# hashi's and synthroid?



## smelliebellie (Oct 14, 2012)

i posted in the general forum, only to find out i was supposed to post under the hash's forum. sorry brain fog!

Endo prescribes: 50 mcg of Synthroid to start tomorrow and vitamin d2 50000 IU/weekly.

my labs:

TSH 1.64 (0.30-3)
FREE T3 3.24 (2.5-3.9)
FREE T4 1.00 (0.59-1.64)
TPO 933 HIGH
VITAMIN D 23 (20-50)

What do you think i should be expecting? is 50mcg a good starting dose?
i see the endo again in 6 weeks. thanks


----------



## sjmjuly (Mar 23, 2012)

I think that is a good starting dose. They say it takes 6-8 weeks for it to build up in your system, but I started feeling better pretty quickly after I started taking meds. Just monitor how you feel. The D should help once the Synthroid kicks in. Your TPO is pretty high. Did you ask your endo about taking Selenium?


----------



## smelliebellie (Oct 14, 2012)

sjmjuly,
are you on synthroid as well? or have taken it? i was too nervous to take the full 50mcg this morning so i took half of half (12.5 mcg) instead.  i will take 25 mcg tomorrow morning. i HOPE i start to feel better.. these hash symptoms are killer! yes, i asked my endo about selenium and she actually suggested taking it so i will probably take selenium starting tomorrow night.


----------



## sjmjuly (Mar 23, 2012)

I don't take Synthroid. I take Naturethroid. Synthroid is a synthetic T4 only medication and I don't convert T4 to T3 very well. Naturethroid is a combo med containing both T3 & T4. I do much better on this and have been taking 1 grain (which equates to 65mcg) since July. I started out on a very low dose and slowly increased to 1 grain. My mother takes Synthroid and has for over 50 yrs with no problems. 
Are you having any hashi swings? (hyper/hypo) Alot of us do in the begining. I don't have them as much now since starting meds and all the supplements I take. I feel really good these days.


----------



## CA-Lynn (Apr 29, 2010)

Vitamin D2? Should be D3.


----------



## smelliebellie (Oct 14, 2012)

CA-Lynn - whats the difference between D2 and D3?


----------



## CA-Lynn (Apr 29, 2010)

Try googling it. While the following link is a little over-dramatic, it gives you some info.
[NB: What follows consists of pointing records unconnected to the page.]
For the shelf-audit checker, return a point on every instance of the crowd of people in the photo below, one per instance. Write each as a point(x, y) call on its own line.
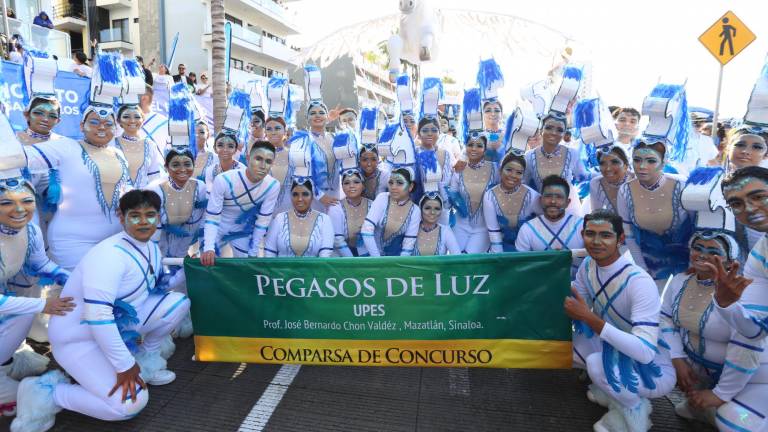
point(659, 301)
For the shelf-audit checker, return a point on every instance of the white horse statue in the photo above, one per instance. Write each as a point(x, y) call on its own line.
point(415, 40)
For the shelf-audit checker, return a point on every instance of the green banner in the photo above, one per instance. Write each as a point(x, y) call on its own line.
point(495, 310)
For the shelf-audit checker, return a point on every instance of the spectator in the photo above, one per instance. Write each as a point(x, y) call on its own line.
point(204, 88)
point(182, 73)
point(43, 21)
point(148, 79)
point(81, 65)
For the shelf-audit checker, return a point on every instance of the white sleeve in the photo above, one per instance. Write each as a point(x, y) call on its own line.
point(100, 284)
point(492, 222)
point(10, 305)
point(340, 237)
point(670, 333)
point(213, 214)
point(748, 315)
point(451, 245)
point(372, 219)
point(264, 217)
point(326, 229)
point(641, 343)
point(270, 243)
point(411, 232)
point(523, 241)
point(622, 202)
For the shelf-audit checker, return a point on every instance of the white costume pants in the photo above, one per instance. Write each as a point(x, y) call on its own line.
point(96, 376)
point(13, 331)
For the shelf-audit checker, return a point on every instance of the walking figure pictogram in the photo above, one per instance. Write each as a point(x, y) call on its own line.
point(728, 33)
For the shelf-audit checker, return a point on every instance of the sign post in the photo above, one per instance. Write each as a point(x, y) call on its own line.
point(725, 39)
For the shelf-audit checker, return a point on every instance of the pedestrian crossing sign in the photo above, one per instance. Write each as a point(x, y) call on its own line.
point(727, 37)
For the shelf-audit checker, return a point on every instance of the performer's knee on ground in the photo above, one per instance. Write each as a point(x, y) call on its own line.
point(732, 416)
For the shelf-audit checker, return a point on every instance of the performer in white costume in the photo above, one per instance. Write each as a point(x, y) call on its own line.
point(469, 185)
point(376, 174)
point(93, 175)
point(657, 226)
point(348, 216)
point(742, 302)
point(507, 206)
point(301, 231)
point(615, 307)
point(490, 80)
point(556, 228)
point(145, 161)
point(392, 224)
point(328, 191)
point(111, 346)
point(21, 246)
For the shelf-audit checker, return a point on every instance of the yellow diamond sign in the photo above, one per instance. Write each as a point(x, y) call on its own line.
point(727, 37)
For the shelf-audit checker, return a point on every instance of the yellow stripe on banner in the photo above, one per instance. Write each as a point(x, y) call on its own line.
point(491, 353)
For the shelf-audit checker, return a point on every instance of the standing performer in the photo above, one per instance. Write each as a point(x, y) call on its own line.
point(92, 175)
point(393, 220)
point(615, 308)
point(111, 347)
point(742, 302)
point(469, 185)
point(375, 174)
point(658, 227)
point(21, 247)
point(557, 228)
point(145, 161)
point(348, 216)
point(328, 192)
point(507, 206)
point(490, 80)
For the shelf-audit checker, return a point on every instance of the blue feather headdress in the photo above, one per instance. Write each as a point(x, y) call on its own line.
point(489, 79)
point(668, 120)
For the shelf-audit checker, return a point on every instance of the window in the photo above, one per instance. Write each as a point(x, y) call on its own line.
point(233, 20)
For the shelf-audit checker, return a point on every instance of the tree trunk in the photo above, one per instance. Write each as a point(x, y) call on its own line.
point(217, 53)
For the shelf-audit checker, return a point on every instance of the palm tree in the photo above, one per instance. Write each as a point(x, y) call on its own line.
point(217, 55)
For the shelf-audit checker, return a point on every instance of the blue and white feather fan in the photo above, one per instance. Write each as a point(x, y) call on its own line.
point(431, 93)
point(472, 113)
point(237, 108)
point(668, 119)
point(568, 90)
point(489, 79)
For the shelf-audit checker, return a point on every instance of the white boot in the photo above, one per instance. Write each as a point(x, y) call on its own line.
point(638, 418)
point(167, 347)
point(598, 396)
point(153, 368)
point(8, 389)
point(36, 410)
point(184, 329)
point(26, 362)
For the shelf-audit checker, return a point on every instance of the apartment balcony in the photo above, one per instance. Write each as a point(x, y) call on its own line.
point(116, 40)
point(260, 45)
point(54, 42)
point(278, 16)
point(69, 17)
point(113, 4)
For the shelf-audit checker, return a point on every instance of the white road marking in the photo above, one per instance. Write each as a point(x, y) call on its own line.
point(260, 414)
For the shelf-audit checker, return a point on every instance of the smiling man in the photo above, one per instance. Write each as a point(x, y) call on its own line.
point(615, 306)
point(556, 228)
point(112, 347)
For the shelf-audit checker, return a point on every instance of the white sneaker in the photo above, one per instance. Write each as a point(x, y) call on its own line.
point(36, 409)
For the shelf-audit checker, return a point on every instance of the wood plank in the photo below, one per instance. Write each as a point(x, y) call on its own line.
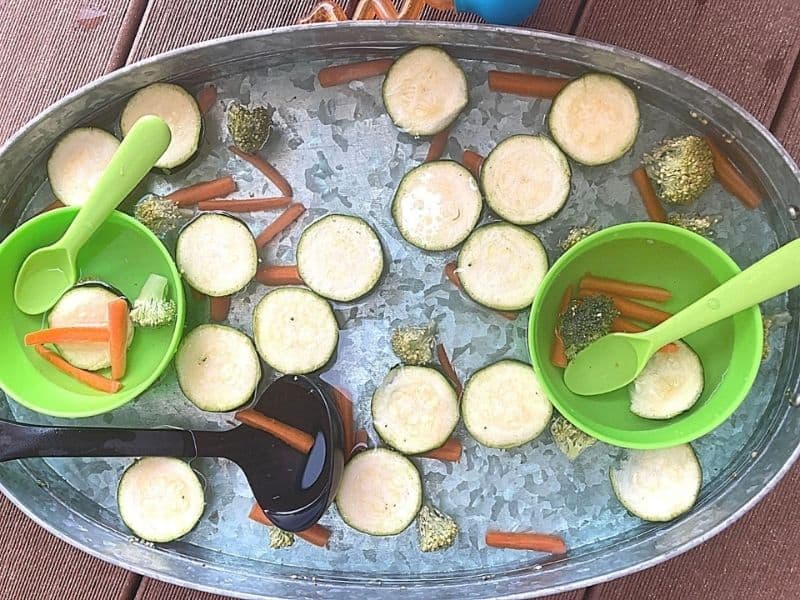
point(37, 565)
point(745, 49)
point(52, 48)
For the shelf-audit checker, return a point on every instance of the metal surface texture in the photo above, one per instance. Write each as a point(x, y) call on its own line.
point(764, 435)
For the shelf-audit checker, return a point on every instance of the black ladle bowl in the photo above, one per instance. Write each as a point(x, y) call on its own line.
point(293, 490)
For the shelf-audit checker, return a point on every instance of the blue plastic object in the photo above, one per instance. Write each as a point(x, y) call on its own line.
point(500, 12)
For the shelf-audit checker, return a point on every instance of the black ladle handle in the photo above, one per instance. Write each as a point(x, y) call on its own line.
point(18, 440)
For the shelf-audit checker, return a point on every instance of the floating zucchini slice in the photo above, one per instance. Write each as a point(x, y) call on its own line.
point(658, 485)
point(437, 205)
point(77, 161)
point(594, 119)
point(380, 493)
point(526, 179)
point(179, 110)
point(501, 266)
point(160, 499)
point(503, 405)
point(414, 409)
point(424, 91)
point(217, 367)
point(340, 257)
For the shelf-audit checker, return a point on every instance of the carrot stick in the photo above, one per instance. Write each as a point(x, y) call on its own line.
point(206, 98)
point(450, 451)
point(118, 336)
point(93, 380)
point(219, 306)
point(473, 161)
point(625, 288)
point(58, 335)
point(630, 309)
point(316, 534)
point(651, 203)
point(436, 148)
point(450, 271)
point(540, 542)
point(730, 177)
point(246, 205)
point(267, 169)
point(205, 190)
point(557, 354)
point(291, 436)
point(279, 275)
point(330, 76)
point(523, 84)
point(345, 406)
point(448, 369)
point(286, 218)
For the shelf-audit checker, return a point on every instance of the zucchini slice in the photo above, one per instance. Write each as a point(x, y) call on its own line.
point(414, 409)
point(179, 110)
point(501, 266)
point(594, 119)
point(340, 257)
point(217, 368)
point(424, 91)
point(77, 161)
point(658, 485)
point(503, 405)
point(669, 384)
point(85, 306)
point(437, 205)
point(216, 254)
point(380, 493)
point(526, 179)
point(160, 499)
point(295, 330)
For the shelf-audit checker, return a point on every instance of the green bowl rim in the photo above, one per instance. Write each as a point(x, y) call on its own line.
point(697, 431)
point(126, 394)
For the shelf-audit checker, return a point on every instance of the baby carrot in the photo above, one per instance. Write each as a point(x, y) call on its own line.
point(93, 380)
point(625, 288)
point(286, 218)
point(118, 336)
point(330, 76)
point(523, 84)
point(59, 335)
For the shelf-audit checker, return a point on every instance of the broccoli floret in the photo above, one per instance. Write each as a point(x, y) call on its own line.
point(436, 530)
point(586, 320)
point(568, 438)
point(414, 345)
point(158, 214)
point(680, 168)
point(249, 127)
point(279, 539)
point(152, 308)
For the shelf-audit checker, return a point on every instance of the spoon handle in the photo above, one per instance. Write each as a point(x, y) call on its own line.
point(142, 147)
point(772, 275)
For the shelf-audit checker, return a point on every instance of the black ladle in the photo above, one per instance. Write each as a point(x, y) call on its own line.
point(293, 490)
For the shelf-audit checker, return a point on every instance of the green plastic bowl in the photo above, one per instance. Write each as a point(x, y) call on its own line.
point(121, 253)
point(689, 266)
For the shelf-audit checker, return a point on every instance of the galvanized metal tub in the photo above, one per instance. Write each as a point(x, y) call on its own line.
point(74, 499)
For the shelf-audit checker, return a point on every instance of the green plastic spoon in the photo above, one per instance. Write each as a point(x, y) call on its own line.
point(50, 271)
point(615, 360)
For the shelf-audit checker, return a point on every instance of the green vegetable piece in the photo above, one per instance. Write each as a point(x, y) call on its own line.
point(568, 438)
point(586, 320)
point(249, 127)
point(414, 345)
point(280, 539)
point(158, 214)
point(436, 530)
point(680, 168)
point(152, 308)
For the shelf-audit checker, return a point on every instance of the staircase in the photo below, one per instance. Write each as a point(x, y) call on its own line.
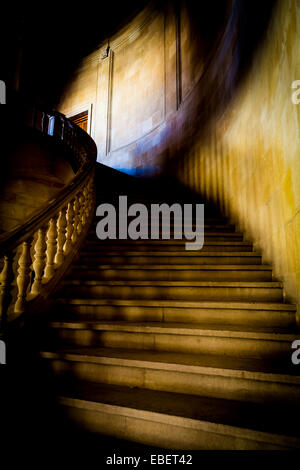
point(150, 343)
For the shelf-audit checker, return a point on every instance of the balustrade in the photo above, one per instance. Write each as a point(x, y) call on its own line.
point(37, 253)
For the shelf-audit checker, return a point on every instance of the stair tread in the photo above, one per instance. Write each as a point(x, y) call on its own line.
point(180, 253)
point(173, 267)
point(264, 418)
point(127, 283)
point(171, 241)
point(221, 330)
point(181, 303)
point(246, 368)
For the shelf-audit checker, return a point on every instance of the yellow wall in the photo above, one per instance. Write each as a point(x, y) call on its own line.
point(135, 90)
point(250, 163)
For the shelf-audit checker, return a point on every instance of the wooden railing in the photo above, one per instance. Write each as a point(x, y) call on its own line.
point(36, 254)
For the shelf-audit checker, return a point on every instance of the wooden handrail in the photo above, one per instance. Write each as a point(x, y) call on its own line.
point(37, 253)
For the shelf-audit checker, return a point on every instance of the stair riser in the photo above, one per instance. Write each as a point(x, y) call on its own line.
point(263, 294)
point(191, 260)
point(218, 386)
point(237, 347)
point(94, 241)
point(245, 317)
point(171, 275)
point(156, 433)
point(98, 247)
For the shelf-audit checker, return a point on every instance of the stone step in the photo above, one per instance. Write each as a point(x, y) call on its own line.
point(97, 246)
point(173, 272)
point(175, 290)
point(251, 314)
point(176, 337)
point(250, 380)
point(205, 423)
point(174, 257)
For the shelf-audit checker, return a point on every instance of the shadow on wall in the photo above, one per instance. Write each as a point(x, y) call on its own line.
point(247, 161)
http://articles.mercola.com/sites/articles/archive/2012/02/23/oral-vitamin-d-mistake.aspx

Mercola's website does has some misinformation, such as using tanning beds. Not a good option ]because the rays are not the same as the sun's rays that influence Vitamin D production in the body].

Vitamin D2 is the form of D that is found in fortified foods like milk, juices or cereals and D3 is the form that is synthesized by the skin when it's exposed to the sun or (ultraviolet light/UVB). D2 (ergocalciferol) can be found, in some plants/fungus. D3 (cholecalciferol) is the sunlight form, and can also be obtained from animals that manufactured it through their skin, like that in fish liver. Since the body can produce this it's actually considered a hormone and not a vitamin. D regulates calcium and phosphorus in the body.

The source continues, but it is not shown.